Let's do a hypothetical answer to a hypothetical question (all of this are ball-park calculations, I do not intend to be very exact, but to have a big picture):
Your table, at the bare minimum, will have a storage requirements of:
50 000 000 000*(8 + 8 + 1 + 1 + 20*3) / 1024^4 ~ 4TB
I do not have into account the TEXT because, even if it can be inline, if it is too big it goes off-page (so funnily enough, it won't be a problem or a performance penalty unless it is selected or modified).
The secondary indexes (I do not have into account the primary key, as the data is clustered around it, but obviously, it will take even more space than just the data) will take at least:
50 000 000 000 * ( (8 + 8) + (8 + 1) + (8 + 1 + 20 *3) ) ~ 4TB
And that is being too optimistic.
As that cannot be realistically into the main memory (largest deployments of traditional SMP architectures can only integrate around 4TB, I do not consider other architectures with its own problems), a single access though primary key may require ~25 theoretical disk hits (double it for secondary keys), which with fast enough disks (a huge RAID of SSDs) and disabling large read-ahead caching to the buffer pool and other tweaks, in a single-thread read-only load: why not?
The problem is that InnoDB was designed assuming that the buffer pool being able to cache at least the most used/upper parts of the primary key, which -assuming you can select any row of the table- would create an excessive amount of traffic between the main memory and disks. With the more and more popular flash drives, some parameters of InnoDB have been tuned to allow faster and faster disk access.
In fact, in reality your biggest problem would be inserting. You probably won't be able to have such a tall table due to the increasing performance penalty of checking for uniqueness on the PK for every row inserted. That is why InnoDB works very well when the working set is mainly on the buffer pool, but not when it goes beyond that. Additionally, structures like the change buffer, transaction log etc. would be easy overloaded on insertion. You can see a big slowdown on the blue line once a threshold is surpassed:
Note: the previous image stops inserting into InnoDB when the table it reaches ~60GB.

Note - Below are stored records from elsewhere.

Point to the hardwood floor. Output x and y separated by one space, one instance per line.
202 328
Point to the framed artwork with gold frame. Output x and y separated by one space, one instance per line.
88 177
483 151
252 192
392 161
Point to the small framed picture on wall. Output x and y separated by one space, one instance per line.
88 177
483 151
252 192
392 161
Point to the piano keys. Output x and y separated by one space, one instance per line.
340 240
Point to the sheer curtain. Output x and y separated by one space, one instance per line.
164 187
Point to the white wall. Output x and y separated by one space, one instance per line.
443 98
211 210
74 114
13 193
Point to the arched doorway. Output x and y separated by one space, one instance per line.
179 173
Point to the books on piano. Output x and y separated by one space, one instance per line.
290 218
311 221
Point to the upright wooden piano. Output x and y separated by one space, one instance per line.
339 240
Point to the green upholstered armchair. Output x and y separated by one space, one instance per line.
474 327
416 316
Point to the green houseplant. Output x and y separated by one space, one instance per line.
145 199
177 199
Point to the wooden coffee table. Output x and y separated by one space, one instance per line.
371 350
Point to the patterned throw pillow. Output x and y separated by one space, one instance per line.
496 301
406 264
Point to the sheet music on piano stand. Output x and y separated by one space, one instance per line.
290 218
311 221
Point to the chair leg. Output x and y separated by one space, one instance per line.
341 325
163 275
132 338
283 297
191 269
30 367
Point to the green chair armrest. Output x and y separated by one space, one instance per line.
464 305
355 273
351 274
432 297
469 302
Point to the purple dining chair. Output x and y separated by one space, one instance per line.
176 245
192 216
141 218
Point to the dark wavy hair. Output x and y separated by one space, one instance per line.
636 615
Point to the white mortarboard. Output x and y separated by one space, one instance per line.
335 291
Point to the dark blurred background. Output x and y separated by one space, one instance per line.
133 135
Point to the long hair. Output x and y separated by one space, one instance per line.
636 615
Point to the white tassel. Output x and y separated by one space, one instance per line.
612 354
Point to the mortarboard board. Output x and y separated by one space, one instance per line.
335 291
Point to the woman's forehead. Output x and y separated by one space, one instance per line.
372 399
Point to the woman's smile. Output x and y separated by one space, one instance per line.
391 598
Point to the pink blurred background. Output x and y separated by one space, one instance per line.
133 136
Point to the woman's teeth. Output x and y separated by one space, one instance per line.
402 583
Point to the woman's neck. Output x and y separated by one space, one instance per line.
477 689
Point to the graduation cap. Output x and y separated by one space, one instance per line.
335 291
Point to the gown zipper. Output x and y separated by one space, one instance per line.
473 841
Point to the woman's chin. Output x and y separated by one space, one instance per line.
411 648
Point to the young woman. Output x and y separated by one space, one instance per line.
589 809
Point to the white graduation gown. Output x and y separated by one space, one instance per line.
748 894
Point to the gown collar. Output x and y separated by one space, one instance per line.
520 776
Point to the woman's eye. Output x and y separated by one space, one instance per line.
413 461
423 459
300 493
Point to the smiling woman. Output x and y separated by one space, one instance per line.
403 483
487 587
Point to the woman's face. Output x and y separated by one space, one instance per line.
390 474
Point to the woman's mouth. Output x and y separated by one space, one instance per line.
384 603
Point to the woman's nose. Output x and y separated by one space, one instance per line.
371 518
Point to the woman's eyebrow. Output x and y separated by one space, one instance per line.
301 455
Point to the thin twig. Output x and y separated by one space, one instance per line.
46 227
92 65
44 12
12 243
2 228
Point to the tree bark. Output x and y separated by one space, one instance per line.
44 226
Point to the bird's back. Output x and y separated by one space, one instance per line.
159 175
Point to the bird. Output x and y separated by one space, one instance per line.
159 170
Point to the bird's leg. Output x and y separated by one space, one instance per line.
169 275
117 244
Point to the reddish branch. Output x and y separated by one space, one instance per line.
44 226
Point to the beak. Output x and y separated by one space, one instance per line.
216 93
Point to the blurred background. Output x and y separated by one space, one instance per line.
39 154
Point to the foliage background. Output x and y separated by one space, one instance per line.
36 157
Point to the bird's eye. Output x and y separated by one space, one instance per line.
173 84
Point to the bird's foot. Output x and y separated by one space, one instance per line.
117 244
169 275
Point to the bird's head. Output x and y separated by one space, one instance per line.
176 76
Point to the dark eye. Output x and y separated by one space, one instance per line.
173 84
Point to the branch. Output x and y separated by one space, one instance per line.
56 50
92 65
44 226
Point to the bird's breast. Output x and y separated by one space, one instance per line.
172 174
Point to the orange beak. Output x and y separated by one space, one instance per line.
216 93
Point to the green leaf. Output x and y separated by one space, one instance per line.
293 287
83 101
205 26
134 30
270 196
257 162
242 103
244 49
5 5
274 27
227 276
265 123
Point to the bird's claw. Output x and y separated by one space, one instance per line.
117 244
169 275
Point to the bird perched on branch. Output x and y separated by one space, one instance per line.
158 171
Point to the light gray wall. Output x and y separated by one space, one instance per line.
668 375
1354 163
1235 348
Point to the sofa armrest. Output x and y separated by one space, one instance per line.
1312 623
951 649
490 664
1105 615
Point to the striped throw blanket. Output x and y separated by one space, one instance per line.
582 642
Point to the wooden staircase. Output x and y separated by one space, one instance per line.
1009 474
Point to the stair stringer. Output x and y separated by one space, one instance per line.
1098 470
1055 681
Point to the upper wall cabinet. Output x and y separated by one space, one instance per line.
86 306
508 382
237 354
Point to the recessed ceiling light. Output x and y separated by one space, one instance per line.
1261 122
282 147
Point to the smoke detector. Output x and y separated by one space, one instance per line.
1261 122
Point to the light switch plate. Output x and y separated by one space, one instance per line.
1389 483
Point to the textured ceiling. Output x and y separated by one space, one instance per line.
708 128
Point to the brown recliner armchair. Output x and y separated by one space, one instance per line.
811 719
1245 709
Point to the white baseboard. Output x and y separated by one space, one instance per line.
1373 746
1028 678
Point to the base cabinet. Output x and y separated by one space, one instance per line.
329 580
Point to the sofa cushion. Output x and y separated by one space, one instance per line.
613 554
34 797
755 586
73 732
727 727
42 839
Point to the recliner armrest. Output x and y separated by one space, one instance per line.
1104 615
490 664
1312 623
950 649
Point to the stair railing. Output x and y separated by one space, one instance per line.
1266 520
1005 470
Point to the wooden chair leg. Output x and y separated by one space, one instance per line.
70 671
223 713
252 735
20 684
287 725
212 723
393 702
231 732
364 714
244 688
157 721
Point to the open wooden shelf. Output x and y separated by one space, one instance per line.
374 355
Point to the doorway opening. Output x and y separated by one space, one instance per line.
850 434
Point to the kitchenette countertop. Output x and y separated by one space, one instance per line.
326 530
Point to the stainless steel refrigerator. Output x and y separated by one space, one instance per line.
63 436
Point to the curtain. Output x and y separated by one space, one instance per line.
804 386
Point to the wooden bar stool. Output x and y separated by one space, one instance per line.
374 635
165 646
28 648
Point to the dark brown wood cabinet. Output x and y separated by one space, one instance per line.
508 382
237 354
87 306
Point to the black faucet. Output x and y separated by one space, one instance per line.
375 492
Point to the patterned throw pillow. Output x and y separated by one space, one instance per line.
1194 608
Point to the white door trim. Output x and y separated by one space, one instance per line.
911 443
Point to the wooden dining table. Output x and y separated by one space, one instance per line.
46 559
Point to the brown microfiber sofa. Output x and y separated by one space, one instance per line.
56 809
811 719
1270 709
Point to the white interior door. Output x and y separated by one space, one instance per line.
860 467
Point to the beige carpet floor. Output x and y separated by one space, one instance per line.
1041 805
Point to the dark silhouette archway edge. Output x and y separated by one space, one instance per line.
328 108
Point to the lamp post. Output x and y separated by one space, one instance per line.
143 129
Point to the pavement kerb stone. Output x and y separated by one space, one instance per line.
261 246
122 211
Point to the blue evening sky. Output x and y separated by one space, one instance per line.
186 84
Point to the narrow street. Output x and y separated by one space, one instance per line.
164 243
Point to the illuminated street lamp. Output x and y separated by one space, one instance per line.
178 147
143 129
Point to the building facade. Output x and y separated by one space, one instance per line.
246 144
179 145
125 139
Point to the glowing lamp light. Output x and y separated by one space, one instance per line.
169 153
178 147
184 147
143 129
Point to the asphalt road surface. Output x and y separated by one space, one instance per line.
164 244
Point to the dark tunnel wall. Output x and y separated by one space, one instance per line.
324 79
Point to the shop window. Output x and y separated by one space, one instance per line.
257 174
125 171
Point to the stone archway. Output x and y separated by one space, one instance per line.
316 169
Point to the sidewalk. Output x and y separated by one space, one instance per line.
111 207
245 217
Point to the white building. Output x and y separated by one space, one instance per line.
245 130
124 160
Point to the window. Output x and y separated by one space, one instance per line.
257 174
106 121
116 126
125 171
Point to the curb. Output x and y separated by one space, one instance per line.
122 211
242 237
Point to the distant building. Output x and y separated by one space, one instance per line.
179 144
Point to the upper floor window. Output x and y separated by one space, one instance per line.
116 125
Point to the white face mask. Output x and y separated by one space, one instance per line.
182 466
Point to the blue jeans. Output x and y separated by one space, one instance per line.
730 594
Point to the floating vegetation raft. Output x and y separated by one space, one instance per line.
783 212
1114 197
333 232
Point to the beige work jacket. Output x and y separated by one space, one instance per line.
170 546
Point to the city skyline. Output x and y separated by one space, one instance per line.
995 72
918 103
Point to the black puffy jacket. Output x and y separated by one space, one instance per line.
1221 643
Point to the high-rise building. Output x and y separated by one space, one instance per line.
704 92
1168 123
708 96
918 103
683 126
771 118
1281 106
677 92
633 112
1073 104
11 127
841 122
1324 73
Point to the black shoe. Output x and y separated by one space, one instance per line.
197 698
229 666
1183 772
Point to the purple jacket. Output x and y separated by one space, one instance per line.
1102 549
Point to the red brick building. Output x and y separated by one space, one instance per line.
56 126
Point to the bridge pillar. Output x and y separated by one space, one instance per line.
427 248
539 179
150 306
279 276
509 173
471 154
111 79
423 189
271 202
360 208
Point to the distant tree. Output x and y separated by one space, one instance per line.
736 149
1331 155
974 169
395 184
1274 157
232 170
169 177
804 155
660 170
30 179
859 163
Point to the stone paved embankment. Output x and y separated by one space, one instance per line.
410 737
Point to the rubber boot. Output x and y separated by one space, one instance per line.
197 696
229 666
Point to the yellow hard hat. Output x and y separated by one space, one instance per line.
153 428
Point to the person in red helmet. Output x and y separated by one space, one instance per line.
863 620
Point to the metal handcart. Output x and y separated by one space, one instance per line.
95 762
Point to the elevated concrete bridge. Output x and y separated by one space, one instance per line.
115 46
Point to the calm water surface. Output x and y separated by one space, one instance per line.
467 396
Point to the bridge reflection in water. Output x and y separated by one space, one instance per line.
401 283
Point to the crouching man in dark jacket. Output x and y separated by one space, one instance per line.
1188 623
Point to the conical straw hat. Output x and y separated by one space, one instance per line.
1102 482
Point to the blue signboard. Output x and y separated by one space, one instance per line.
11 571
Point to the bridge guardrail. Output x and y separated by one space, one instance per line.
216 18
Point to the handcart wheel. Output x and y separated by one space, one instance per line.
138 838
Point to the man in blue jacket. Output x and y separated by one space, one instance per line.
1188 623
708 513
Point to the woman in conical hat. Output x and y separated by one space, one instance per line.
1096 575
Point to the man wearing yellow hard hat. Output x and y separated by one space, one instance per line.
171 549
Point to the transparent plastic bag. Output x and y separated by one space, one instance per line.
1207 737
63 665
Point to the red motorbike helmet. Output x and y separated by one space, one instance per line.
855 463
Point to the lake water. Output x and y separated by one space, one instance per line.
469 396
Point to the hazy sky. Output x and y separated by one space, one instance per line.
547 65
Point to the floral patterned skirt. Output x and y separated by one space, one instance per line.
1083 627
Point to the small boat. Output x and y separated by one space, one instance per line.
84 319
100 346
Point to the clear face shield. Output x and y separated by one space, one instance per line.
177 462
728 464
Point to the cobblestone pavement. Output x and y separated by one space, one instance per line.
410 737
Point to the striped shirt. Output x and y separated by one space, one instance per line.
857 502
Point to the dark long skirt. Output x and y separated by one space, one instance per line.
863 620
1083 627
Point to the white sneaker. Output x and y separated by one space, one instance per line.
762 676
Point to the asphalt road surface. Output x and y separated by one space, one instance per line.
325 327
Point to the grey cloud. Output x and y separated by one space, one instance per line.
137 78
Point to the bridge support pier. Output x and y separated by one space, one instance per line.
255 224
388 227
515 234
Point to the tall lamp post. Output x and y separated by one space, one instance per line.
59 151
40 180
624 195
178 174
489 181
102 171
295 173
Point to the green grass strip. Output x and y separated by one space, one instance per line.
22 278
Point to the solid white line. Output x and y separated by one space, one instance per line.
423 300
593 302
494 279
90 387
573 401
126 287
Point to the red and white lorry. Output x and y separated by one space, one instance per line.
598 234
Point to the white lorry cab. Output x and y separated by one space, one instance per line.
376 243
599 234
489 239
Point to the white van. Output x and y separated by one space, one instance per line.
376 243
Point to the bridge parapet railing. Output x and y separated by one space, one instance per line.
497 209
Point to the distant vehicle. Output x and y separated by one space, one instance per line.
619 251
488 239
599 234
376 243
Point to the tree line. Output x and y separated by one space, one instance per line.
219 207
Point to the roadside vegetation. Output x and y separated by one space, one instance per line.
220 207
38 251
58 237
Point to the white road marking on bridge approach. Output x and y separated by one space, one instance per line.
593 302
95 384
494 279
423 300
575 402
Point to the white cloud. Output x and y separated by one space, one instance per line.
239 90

In a nutshell, InnoDB is not designed for that kind of operations. Solutions? Splitting the table is usually the number one call- specially because partitions tend not to be access with equal frequency. Compression could help with lower storage requirement, but it may change the bottleneck to the CPU on inserting, and it may make things worse regarding caching.
Probably the best option would be to go for a different engine, which works well for lots of rows that is disk-bound. TokuDB is one of the engines that has been heard a lot lately that tries to cover that market gap, and has some interesting benchmarks.